00:18:59 And so that’s where we ended up with the RL squared paper
00:19:03 on learning to reinforcement learn,
00:19:06 which at a time Rocky Dwan led.
00:19:08 And that’s exactly the meta learning approach
00:19:11 where you say, okay, we don’t know how to design hierarchy.
00:19:14 We know what we want to get from it.
00:19:15 Let’s just enter and optimize for what we want to get
00:19:18 from it and see if it might emerge.
00:19:20 And we saw things emerge.
00:19:21 The maze navigation had consistent motion down hallways,
00:19:26 which is what you want.
00:19:27 A hierarchical control should say,
00:19:28 I want to go down this hallway.
00:19:29 And then when there is an option to take a turn,
00:19:31 I can decide whether to take a turn or not and repeat.

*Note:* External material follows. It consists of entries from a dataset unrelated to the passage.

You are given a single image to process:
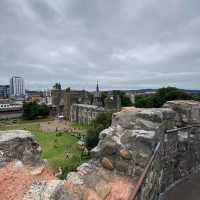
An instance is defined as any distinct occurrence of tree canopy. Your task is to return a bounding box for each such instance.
[135,87,192,108]
[23,102,49,120]
[53,83,62,90]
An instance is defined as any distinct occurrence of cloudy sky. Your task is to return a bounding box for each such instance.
[0,0,200,90]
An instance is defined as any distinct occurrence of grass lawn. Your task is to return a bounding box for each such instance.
[0,120,88,176]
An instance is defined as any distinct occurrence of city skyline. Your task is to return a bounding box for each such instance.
[0,0,200,90]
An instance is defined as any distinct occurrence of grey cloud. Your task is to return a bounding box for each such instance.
[0,0,200,89]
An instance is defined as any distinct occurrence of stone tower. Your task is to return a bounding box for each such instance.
[93,81,103,107]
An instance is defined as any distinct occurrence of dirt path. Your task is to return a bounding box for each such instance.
[164,174,200,200]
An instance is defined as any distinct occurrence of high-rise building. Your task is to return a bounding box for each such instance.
[0,85,10,99]
[10,76,25,97]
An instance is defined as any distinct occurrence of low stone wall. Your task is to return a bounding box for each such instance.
[134,101,200,200]
[0,112,22,120]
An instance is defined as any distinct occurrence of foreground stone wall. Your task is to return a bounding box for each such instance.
[88,101,200,200]
[134,101,200,200]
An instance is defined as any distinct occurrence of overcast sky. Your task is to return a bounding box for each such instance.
[0,0,200,90]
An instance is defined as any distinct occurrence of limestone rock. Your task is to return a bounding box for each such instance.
[163,100,200,126]
[23,180,75,200]
[102,141,117,155]
[101,157,114,170]
[120,149,131,160]
[95,180,111,199]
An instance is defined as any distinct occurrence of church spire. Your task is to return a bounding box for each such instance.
[96,81,100,97]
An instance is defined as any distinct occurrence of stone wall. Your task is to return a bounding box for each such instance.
[91,101,200,200]
[134,101,200,200]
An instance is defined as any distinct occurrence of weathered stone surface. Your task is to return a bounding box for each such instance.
[101,157,114,170]
[23,180,75,200]
[0,130,42,165]
[101,141,117,156]
[163,100,200,126]
[115,160,129,174]
[95,180,111,199]
[119,149,131,160]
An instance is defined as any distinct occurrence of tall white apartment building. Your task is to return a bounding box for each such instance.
[10,76,25,97]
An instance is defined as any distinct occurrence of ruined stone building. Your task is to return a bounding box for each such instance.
[70,83,121,124]
[51,83,121,124]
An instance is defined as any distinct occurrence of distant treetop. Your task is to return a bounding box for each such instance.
[53,83,61,90]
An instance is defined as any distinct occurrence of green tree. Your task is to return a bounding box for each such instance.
[86,113,112,150]
[113,90,133,107]
[53,83,61,90]
[23,102,49,120]
[135,87,192,108]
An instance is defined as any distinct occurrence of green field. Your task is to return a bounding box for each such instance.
[0,119,88,177]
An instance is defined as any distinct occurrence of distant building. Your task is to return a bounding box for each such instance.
[0,101,22,119]
[10,76,25,97]
[70,104,105,124]
[70,83,121,124]
[0,85,10,99]
[51,83,121,124]
[92,82,103,107]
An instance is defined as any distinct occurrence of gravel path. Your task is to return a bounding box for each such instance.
[164,174,200,200]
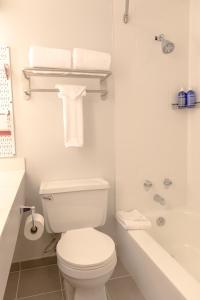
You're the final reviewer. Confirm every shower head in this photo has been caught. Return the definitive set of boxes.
[155,34,175,54]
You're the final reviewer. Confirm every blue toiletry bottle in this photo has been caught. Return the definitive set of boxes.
[177,89,187,107]
[187,90,197,107]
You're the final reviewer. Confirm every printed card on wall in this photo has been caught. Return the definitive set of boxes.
[0,45,15,157]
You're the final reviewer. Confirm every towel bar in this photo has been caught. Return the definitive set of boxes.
[22,67,112,99]
[24,89,107,97]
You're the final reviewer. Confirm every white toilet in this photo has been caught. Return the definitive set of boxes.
[40,178,117,300]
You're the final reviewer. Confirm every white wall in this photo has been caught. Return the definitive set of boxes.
[0,0,114,260]
[114,0,189,210]
[188,0,200,209]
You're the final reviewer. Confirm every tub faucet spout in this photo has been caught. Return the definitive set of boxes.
[153,194,166,206]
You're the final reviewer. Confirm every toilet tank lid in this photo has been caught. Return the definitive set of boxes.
[39,178,109,195]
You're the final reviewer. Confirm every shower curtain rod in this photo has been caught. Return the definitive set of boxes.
[123,0,129,24]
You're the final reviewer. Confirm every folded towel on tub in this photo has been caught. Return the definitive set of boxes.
[116,210,151,230]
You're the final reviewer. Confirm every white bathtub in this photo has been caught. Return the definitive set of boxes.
[118,209,200,300]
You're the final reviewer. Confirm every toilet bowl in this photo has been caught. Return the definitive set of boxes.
[57,228,117,300]
[39,178,117,300]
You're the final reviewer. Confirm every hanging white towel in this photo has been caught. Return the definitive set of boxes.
[0,114,10,131]
[116,210,151,230]
[56,85,86,148]
[29,46,72,69]
[72,48,111,71]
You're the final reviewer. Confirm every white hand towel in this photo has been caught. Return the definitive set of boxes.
[29,46,72,69]
[72,48,111,71]
[116,210,151,230]
[56,85,86,148]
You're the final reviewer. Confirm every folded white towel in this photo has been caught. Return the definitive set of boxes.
[56,85,86,148]
[29,46,72,69]
[116,210,151,230]
[72,48,111,71]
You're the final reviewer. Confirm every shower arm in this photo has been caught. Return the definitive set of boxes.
[123,0,129,24]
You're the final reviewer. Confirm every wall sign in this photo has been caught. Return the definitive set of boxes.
[0,45,15,157]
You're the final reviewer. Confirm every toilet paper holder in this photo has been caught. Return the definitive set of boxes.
[20,206,38,233]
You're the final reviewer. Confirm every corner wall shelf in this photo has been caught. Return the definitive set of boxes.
[172,101,200,109]
[23,67,112,99]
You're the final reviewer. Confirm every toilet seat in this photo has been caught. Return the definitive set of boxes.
[57,228,117,278]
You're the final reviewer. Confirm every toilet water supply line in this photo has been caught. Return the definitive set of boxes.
[20,206,38,233]
[123,0,129,24]
[20,206,60,254]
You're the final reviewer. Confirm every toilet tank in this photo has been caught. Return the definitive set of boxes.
[39,178,109,233]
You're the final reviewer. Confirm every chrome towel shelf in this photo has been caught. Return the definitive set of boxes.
[23,67,112,99]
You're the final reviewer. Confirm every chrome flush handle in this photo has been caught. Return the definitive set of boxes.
[144,179,153,191]
[163,178,173,187]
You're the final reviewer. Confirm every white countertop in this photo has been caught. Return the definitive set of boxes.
[0,170,25,237]
[0,157,25,300]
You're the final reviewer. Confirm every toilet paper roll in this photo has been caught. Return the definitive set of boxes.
[24,214,44,241]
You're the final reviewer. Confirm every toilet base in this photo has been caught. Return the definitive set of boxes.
[64,280,108,300]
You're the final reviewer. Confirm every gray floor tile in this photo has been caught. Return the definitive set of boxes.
[19,292,64,300]
[18,265,61,298]
[111,259,128,279]
[4,272,19,300]
[10,263,20,272]
[21,256,57,270]
[107,277,145,300]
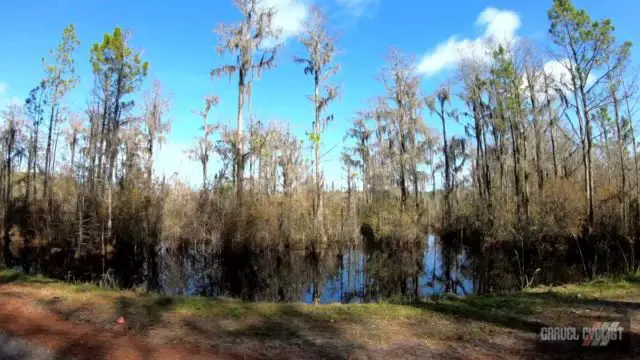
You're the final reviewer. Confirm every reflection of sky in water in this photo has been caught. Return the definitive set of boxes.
[301,235,473,304]
[159,235,473,304]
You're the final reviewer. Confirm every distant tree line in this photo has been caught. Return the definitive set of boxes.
[0,0,640,297]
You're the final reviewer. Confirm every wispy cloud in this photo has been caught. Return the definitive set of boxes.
[337,0,379,17]
[420,8,521,76]
[263,0,309,41]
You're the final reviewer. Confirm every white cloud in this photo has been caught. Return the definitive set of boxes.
[418,8,521,76]
[337,0,378,16]
[263,0,309,43]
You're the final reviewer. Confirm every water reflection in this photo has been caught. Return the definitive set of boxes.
[159,235,474,304]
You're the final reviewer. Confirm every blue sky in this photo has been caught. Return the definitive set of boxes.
[0,0,640,186]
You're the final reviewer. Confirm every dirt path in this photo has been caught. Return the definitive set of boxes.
[0,274,640,360]
[0,298,239,360]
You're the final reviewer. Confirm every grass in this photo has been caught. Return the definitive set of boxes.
[0,270,640,358]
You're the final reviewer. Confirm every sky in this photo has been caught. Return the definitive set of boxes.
[0,0,640,187]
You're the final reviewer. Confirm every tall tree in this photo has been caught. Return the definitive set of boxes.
[295,7,339,239]
[91,27,149,262]
[211,0,280,206]
[548,0,631,242]
[42,24,80,205]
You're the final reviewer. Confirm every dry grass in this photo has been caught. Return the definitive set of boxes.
[0,271,640,358]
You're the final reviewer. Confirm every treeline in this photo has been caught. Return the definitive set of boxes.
[0,0,640,297]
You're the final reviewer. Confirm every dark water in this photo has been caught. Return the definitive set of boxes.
[158,235,474,303]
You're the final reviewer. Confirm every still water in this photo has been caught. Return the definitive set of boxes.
[159,235,474,304]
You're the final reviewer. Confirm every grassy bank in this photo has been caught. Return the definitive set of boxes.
[0,271,640,358]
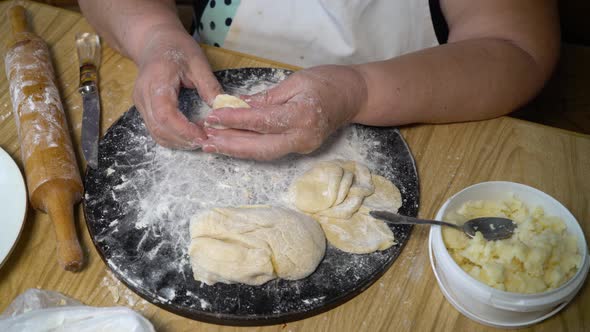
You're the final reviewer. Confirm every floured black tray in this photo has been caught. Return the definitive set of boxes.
[84,68,419,325]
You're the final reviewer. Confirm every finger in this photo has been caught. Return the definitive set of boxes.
[203,129,298,160]
[187,53,223,105]
[148,83,206,148]
[242,77,300,108]
[133,82,184,148]
[206,103,303,134]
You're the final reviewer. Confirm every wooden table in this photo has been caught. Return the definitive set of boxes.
[0,2,590,331]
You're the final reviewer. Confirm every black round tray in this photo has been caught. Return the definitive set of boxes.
[84,68,419,325]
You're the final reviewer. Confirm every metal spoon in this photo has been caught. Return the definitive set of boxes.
[369,211,516,241]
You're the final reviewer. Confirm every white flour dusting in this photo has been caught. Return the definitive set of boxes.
[85,67,416,317]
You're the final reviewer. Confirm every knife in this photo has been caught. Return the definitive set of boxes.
[76,32,100,169]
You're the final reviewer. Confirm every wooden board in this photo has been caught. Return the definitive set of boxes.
[0,2,590,332]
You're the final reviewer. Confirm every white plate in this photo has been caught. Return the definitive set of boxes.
[0,148,27,267]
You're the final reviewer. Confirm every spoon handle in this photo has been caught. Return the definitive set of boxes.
[369,211,463,231]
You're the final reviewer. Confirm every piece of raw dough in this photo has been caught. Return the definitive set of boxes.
[317,160,375,219]
[363,174,402,213]
[291,160,402,254]
[189,205,326,285]
[289,162,344,213]
[318,212,395,254]
[205,94,250,129]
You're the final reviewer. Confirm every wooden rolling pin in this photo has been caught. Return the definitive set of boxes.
[4,6,84,271]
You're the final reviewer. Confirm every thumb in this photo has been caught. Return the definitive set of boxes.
[187,59,223,105]
[242,78,298,107]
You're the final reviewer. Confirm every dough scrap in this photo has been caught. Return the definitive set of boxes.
[289,162,344,213]
[319,212,395,254]
[205,94,250,129]
[363,174,402,213]
[317,160,375,219]
[291,160,402,254]
[189,205,326,285]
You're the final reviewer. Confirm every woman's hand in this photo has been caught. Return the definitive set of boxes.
[133,26,222,149]
[203,66,367,160]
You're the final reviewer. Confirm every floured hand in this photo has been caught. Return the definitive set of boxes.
[203,66,367,160]
[133,27,222,149]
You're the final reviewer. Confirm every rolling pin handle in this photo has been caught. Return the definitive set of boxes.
[8,6,29,36]
[44,190,84,271]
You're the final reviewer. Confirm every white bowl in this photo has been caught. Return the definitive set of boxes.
[429,181,590,328]
[0,148,27,267]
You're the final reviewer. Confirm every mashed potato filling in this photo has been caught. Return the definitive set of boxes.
[442,197,582,293]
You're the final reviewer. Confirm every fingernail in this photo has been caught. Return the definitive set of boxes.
[203,144,219,153]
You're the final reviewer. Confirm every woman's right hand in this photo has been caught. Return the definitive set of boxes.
[133,26,222,149]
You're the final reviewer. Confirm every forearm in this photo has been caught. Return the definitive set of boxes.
[354,39,547,125]
[78,0,184,62]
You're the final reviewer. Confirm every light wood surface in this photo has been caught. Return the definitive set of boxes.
[0,3,590,332]
[5,6,84,271]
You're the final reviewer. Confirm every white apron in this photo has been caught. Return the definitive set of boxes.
[217,0,438,67]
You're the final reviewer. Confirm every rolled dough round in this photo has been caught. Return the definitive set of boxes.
[318,212,395,254]
[189,205,326,285]
[291,160,402,254]
[289,162,344,213]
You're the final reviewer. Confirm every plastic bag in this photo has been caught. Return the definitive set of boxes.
[0,289,154,332]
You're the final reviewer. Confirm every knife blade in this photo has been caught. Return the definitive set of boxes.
[76,32,100,169]
[80,85,100,169]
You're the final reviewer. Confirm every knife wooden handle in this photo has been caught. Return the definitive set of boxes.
[4,6,84,271]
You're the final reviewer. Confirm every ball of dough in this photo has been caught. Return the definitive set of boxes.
[205,94,250,129]
[289,162,344,213]
[189,206,326,285]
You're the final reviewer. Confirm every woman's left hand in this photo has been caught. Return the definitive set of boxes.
[203,65,367,160]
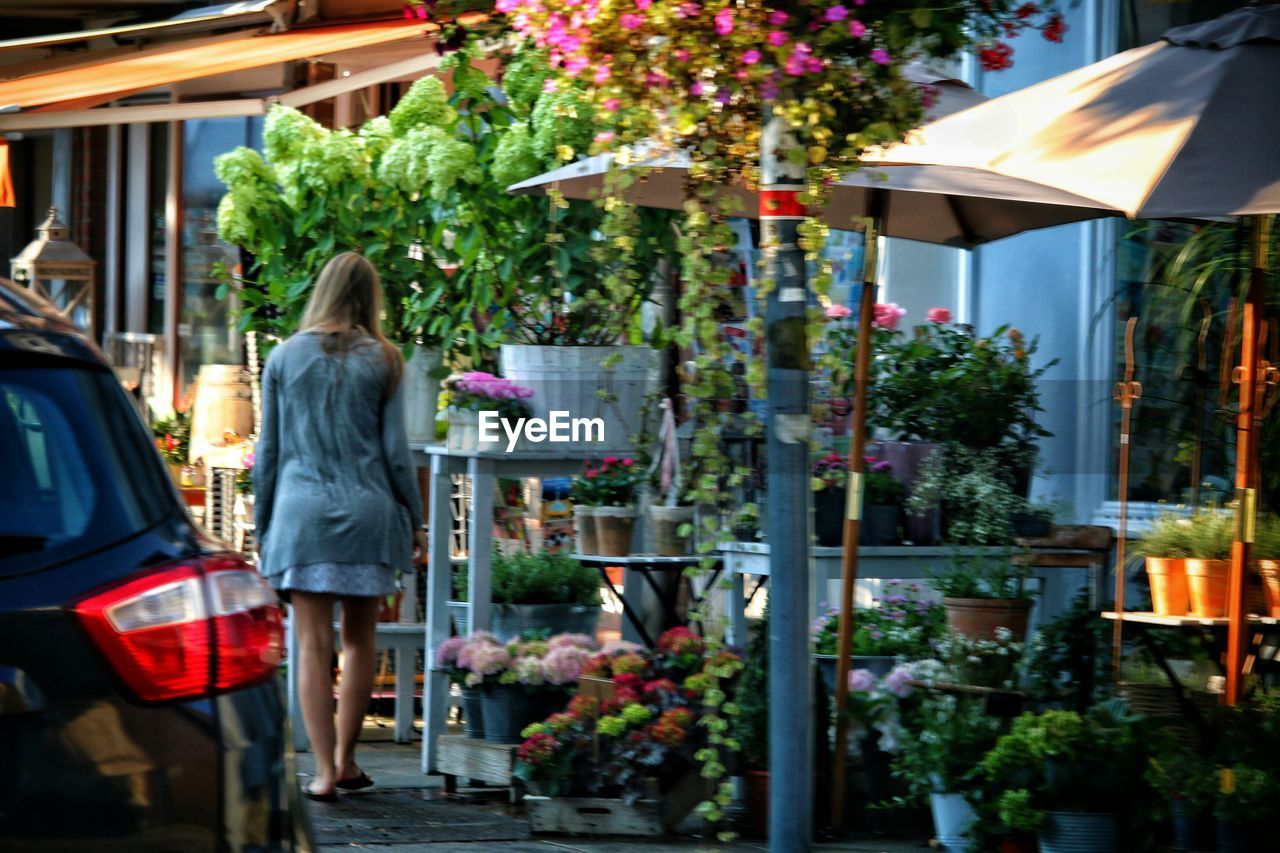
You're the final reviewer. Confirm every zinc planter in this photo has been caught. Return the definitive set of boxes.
[942,598,1032,643]
[1147,557,1190,616]
[649,506,694,557]
[462,686,484,739]
[929,794,974,853]
[1187,557,1231,619]
[594,506,636,557]
[573,506,600,555]
[401,347,444,443]
[493,596,600,643]
[1039,812,1119,853]
[498,343,659,455]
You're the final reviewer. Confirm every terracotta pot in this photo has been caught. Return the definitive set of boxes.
[594,506,636,557]
[1147,557,1190,616]
[1187,557,1231,619]
[942,598,1032,643]
[1258,560,1280,616]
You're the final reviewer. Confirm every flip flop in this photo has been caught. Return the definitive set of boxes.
[302,788,338,803]
[334,770,374,790]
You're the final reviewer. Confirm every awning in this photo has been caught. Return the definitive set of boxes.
[0,20,430,113]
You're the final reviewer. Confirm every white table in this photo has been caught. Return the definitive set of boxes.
[411,444,584,774]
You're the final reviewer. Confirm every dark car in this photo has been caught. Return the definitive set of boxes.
[0,279,312,853]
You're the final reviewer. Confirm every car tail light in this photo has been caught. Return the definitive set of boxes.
[70,556,284,702]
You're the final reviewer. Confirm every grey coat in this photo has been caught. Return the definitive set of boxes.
[253,332,422,578]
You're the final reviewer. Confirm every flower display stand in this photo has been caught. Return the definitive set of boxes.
[435,734,524,803]
[525,772,709,838]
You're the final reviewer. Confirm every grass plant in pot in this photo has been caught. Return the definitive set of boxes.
[454,549,600,642]
[1135,514,1190,616]
[980,701,1146,853]
[929,555,1032,642]
[582,456,641,557]
[1184,510,1235,619]
[812,579,946,692]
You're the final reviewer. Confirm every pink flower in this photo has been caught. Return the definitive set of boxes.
[849,670,876,693]
[716,9,733,36]
[872,302,906,330]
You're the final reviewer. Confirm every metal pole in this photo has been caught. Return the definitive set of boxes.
[1111,316,1142,681]
[1222,215,1274,704]
[760,113,814,853]
[831,219,879,830]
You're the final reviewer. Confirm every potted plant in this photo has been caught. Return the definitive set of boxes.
[812,579,946,690]
[582,456,641,557]
[980,702,1144,853]
[810,453,849,548]
[858,456,906,546]
[478,549,600,640]
[1137,512,1192,616]
[929,556,1032,642]
[440,370,534,452]
[1184,510,1235,619]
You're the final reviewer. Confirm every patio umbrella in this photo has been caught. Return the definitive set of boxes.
[509,68,1121,827]
[886,5,1280,704]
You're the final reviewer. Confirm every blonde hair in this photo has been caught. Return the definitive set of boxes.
[300,252,404,391]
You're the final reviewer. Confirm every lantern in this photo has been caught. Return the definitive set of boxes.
[10,207,97,332]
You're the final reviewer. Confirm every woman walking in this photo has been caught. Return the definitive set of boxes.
[253,252,426,802]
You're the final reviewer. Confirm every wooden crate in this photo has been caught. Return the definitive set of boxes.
[435,735,520,789]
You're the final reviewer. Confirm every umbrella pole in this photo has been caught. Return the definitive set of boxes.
[831,220,879,830]
[1224,215,1274,704]
[1111,316,1142,681]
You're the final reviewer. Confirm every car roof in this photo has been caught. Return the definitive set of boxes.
[0,278,106,365]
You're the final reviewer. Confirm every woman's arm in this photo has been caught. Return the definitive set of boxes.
[253,348,280,543]
[383,373,422,535]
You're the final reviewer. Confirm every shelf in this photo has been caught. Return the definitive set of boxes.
[1102,611,1280,628]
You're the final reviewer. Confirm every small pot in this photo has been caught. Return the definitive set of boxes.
[1258,560,1280,616]
[942,598,1032,643]
[573,506,599,555]
[1147,557,1190,616]
[593,506,636,557]
[1187,557,1231,619]
[813,488,849,548]
[649,506,694,557]
[858,506,900,546]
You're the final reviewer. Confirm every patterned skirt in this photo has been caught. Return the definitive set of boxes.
[271,562,399,596]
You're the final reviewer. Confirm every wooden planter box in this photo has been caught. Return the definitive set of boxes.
[525,772,714,836]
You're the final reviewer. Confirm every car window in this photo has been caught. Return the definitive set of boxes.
[0,361,175,575]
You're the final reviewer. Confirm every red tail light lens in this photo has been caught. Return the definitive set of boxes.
[70,556,284,702]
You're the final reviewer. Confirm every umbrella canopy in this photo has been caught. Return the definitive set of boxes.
[879,5,1280,218]
[511,67,1120,248]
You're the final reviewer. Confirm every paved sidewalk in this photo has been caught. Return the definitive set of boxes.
[298,726,929,853]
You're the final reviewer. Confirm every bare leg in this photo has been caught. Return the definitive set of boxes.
[291,592,337,794]
[335,596,381,780]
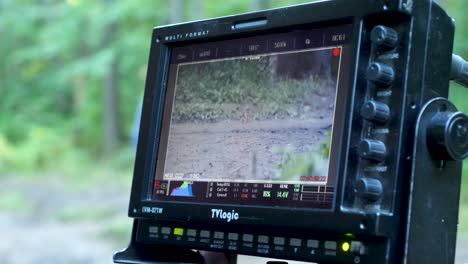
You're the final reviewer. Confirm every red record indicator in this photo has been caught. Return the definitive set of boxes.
[333,48,341,57]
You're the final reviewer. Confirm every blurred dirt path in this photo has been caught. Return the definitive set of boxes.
[0,177,132,264]
[0,178,468,264]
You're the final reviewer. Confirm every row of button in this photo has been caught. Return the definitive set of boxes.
[355,26,398,202]
[148,226,337,250]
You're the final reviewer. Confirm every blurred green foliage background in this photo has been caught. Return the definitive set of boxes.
[0,0,468,263]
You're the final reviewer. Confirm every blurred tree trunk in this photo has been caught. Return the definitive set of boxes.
[189,0,205,20]
[104,22,120,153]
[169,0,184,23]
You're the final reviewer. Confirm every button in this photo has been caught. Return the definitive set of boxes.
[427,111,468,161]
[187,229,197,236]
[273,237,284,246]
[325,241,336,250]
[149,226,159,234]
[361,100,390,124]
[174,227,184,236]
[200,230,211,238]
[289,238,302,247]
[371,26,398,49]
[349,241,366,255]
[213,232,224,239]
[366,62,395,86]
[242,234,253,242]
[258,236,270,244]
[161,227,171,235]
[307,239,319,248]
[354,177,383,201]
[357,139,387,162]
[228,233,239,240]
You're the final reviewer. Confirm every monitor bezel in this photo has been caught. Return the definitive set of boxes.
[129,1,395,234]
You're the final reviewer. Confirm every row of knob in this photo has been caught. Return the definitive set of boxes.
[354,26,398,201]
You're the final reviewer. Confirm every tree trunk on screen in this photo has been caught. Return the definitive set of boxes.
[104,23,120,153]
[169,0,184,23]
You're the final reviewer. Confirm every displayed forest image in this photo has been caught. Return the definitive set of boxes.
[165,48,340,183]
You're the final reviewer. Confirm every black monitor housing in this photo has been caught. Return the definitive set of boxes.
[114,0,468,263]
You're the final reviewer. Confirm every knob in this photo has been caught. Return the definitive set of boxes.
[358,139,387,162]
[371,26,398,49]
[366,62,395,86]
[354,177,382,201]
[427,111,468,161]
[361,100,390,124]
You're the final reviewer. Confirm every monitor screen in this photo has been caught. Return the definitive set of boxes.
[152,25,352,209]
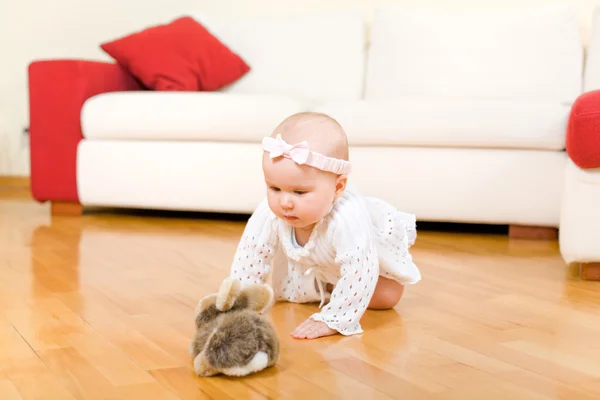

00:19:33 Even had the notion of where have you been before or not
00:19:37 to not revisit places you’ve been before.
00:19:39 It still didn’t scale yet
00:19:42 to the real world kind of scenarios I think you had in mind,
00:19:46 but it was some sign of life
00:19:47 that maybe you can meta learn these hierarchical concepts.
00:19:51 I mean, it seems like through these meta learning concepts,
00:19:56 get at the, what I think is one of the hardest
00:19:59 and most important problems of AI,
00:20:02 which is transfer learning.
00:20:04 So it’s generalization.
00:20:06 How far along this journey
00:20:08 towards building general systems are we?
00:20:11 Being able to do transfer learning well.
00:20:13 So there’s some signs that you can generalize a little bit,
00:20:17 but do you think we’re on the right path
00:20:19 or it’s totally different breakthroughs are needed
00:20:23 to be able to transfer knowledge
00:20:26 between different learned models?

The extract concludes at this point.